MPU Meeting Tuesday 14th July 2009

Power Management Project

This is waiting for an SL5.3 lab to be available.


Simon's cache manager code gives a 50% performance increase. There's a new RPM server master called brendel. The new rpmsubmit is now almost ready to ship.

AFS Component

There's now a fileserver called mermaid. Simon is going to use it for his performance testing.


Chris has packaged TiBS into an RPM and has developed the lcfg-tibs component to the point that it reproduces some of the main TiBS configuration files from LCFG resources when the component gets a Configure call. He blogged about this progress on Monday and Tuesday.

Chris's tibs RPM installs the software into /opt, the idea being that the component will then install it into its final resting place. Alastair and Stephen suggested ways of reformulating the package to make it "own" the tibs files in their final destination instead.

LCFG Server Refactoring

Stephen has been working on the test suite.

Miscellaneous Development

Multipath Nagios Module
Alastair has developed a multipath nagios module. It's now in use on the MPU's virtual server hosts. He'll publicise it.

Project Prioritisation
From now on we'll be feeding our priorities into CEG who will manage the prioritisation with CSG. Our next prioritisation will be in August.

Alastair's virtualisation mini-talk will happen tomorrow, 15 July.

om improvements
the resources and code are now all in place. Currently everything is functionally as it was before but things are done in a better way. For the stable release we'll halt at this stage for a few weeks to let things bed in and let problems show up. For the develop release Stephen will change the resource to bring the AFS module into play, and let that run for a few weeks to expose possible problems. The AFS module does a setpag to divorce the om session from the calling user's environment.
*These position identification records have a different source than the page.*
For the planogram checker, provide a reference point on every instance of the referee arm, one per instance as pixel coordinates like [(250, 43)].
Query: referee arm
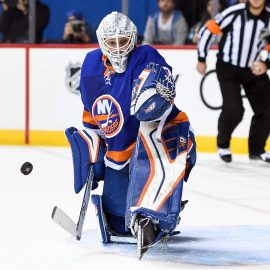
[(216, 26)]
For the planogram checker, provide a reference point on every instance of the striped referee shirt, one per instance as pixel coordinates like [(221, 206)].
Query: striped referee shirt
[(241, 42)]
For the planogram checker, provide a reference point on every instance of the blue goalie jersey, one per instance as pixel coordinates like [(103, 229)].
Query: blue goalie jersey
[(106, 96)]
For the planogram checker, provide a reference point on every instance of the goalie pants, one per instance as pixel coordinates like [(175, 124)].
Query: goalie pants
[(257, 90), (114, 198)]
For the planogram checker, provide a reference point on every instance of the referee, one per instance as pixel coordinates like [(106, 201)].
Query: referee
[(245, 33)]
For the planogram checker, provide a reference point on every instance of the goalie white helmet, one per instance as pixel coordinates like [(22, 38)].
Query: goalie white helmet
[(117, 37)]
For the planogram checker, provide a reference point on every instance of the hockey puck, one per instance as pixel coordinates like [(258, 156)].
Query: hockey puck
[(26, 168)]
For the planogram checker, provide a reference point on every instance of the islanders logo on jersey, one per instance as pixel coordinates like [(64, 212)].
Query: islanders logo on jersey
[(108, 115)]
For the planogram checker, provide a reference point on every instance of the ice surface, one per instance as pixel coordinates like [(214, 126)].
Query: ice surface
[(225, 225)]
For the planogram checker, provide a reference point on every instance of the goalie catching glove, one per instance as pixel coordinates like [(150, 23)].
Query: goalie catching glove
[(153, 93)]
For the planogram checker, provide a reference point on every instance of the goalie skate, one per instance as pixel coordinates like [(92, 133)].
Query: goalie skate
[(145, 232)]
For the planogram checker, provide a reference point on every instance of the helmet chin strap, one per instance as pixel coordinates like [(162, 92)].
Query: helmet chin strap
[(119, 64)]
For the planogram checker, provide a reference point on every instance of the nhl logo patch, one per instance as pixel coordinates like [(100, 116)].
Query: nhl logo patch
[(73, 75)]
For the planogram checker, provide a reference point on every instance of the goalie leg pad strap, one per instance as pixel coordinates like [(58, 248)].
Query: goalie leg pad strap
[(157, 173), (87, 149)]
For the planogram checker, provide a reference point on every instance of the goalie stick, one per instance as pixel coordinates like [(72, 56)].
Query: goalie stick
[(64, 221)]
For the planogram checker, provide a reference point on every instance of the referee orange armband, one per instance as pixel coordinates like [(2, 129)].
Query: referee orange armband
[(213, 27)]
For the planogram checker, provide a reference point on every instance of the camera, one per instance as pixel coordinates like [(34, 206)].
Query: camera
[(10, 3), (77, 27)]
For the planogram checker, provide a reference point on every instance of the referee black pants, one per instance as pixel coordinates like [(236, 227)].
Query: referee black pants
[(257, 90)]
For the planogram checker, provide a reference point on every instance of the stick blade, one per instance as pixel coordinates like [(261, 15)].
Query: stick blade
[(64, 221)]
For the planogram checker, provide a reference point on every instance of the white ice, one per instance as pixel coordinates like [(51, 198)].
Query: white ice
[(226, 223)]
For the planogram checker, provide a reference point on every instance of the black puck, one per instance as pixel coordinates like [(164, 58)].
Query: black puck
[(26, 168)]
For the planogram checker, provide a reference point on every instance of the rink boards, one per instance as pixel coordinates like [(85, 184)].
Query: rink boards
[(38, 102)]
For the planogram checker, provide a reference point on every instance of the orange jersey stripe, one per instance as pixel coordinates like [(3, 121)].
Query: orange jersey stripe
[(87, 118), (181, 117), (213, 27), (120, 156)]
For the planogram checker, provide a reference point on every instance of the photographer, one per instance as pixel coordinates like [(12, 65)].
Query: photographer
[(75, 30), (14, 21)]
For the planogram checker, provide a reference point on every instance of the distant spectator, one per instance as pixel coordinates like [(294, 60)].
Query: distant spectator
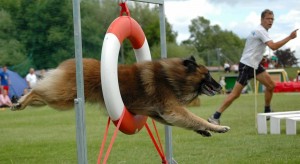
[(4, 77), (223, 84), (226, 67), (265, 62), (235, 68), (4, 99), (274, 61), (31, 78)]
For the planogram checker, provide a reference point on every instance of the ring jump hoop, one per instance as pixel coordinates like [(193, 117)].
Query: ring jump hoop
[(121, 28)]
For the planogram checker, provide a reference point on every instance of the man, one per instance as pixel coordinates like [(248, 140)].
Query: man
[(252, 55), (4, 77), (31, 78)]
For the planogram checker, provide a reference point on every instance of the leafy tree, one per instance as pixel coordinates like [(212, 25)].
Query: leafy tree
[(46, 30), (11, 50), (286, 58), (212, 43)]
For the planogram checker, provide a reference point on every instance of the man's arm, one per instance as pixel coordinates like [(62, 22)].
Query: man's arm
[(277, 45)]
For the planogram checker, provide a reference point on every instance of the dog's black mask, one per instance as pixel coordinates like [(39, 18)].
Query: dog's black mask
[(209, 86)]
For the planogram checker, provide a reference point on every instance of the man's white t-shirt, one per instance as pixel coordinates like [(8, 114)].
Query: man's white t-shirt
[(255, 47), (32, 79)]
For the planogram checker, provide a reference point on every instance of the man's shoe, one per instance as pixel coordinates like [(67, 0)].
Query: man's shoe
[(212, 120), (268, 117)]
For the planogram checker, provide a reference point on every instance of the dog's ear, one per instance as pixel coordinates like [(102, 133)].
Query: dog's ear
[(192, 58), (191, 64)]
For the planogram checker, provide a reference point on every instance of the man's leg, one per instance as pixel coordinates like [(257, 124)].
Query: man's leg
[(265, 79), (235, 93)]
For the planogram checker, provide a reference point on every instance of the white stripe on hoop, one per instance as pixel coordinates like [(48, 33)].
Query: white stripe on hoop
[(109, 76)]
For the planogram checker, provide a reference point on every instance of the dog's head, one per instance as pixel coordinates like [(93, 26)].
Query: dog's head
[(206, 84)]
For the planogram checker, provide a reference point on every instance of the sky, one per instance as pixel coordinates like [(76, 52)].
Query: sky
[(238, 16)]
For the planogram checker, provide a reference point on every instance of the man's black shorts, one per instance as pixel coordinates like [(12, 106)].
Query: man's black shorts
[(246, 73)]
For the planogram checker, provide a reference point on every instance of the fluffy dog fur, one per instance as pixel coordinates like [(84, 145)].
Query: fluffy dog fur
[(159, 89)]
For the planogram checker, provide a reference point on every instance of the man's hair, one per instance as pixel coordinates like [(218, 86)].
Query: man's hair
[(265, 12)]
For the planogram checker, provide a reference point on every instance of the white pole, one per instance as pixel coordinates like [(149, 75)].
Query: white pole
[(79, 101)]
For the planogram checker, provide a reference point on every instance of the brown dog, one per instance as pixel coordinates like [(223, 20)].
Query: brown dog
[(159, 89)]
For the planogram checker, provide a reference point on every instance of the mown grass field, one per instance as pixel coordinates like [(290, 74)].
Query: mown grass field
[(44, 135)]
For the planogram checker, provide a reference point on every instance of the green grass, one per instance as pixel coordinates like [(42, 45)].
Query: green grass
[(44, 135)]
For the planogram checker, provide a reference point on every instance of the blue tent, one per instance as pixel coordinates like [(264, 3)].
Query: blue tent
[(17, 84)]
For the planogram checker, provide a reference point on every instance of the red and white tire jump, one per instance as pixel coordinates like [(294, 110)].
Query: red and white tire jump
[(121, 28)]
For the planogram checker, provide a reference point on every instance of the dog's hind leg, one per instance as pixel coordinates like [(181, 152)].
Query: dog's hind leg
[(31, 98), (181, 117)]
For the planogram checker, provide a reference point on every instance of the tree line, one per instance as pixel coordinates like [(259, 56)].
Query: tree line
[(39, 33)]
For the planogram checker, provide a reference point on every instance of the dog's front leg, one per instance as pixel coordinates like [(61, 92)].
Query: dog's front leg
[(181, 117)]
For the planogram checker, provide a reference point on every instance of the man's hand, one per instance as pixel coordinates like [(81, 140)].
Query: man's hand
[(293, 34)]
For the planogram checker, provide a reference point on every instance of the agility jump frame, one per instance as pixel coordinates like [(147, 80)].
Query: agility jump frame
[(79, 101)]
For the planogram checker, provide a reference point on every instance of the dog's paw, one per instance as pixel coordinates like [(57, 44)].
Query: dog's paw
[(16, 106), (223, 129), (204, 133)]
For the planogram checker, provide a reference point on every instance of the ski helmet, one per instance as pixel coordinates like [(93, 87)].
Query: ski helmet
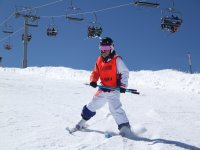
[(106, 41)]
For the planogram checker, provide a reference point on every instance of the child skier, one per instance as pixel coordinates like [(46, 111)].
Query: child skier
[(112, 72)]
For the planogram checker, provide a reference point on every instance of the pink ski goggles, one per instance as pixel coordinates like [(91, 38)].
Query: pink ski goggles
[(105, 48)]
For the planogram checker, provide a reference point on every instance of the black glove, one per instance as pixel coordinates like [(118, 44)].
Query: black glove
[(122, 90), (105, 90), (93, 84)]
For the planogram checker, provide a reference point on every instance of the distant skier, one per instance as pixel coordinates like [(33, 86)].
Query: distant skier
[(112, 72)]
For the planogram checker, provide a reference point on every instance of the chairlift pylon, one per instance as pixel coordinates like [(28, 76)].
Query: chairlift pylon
[(8, 29), (52, 29), (29, 37)]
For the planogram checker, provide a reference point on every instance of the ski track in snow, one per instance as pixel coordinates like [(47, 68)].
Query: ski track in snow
[(37, 104)]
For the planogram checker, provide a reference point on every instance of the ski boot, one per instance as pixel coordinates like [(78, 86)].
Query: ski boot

This machine has been deployed for something else so can no longer be used by Alastair for temporary testing. However we've ordered another EVO array so the testing can be done using that instead. We're hoping that we'll be able to keep the EVO array(s).


The inf level
Carol encountered problems with her work on inf/lcfg level virtual machines because the inf level was using too much local infrastructure from the DICE level. Alastair has pared the inf level back somewhat.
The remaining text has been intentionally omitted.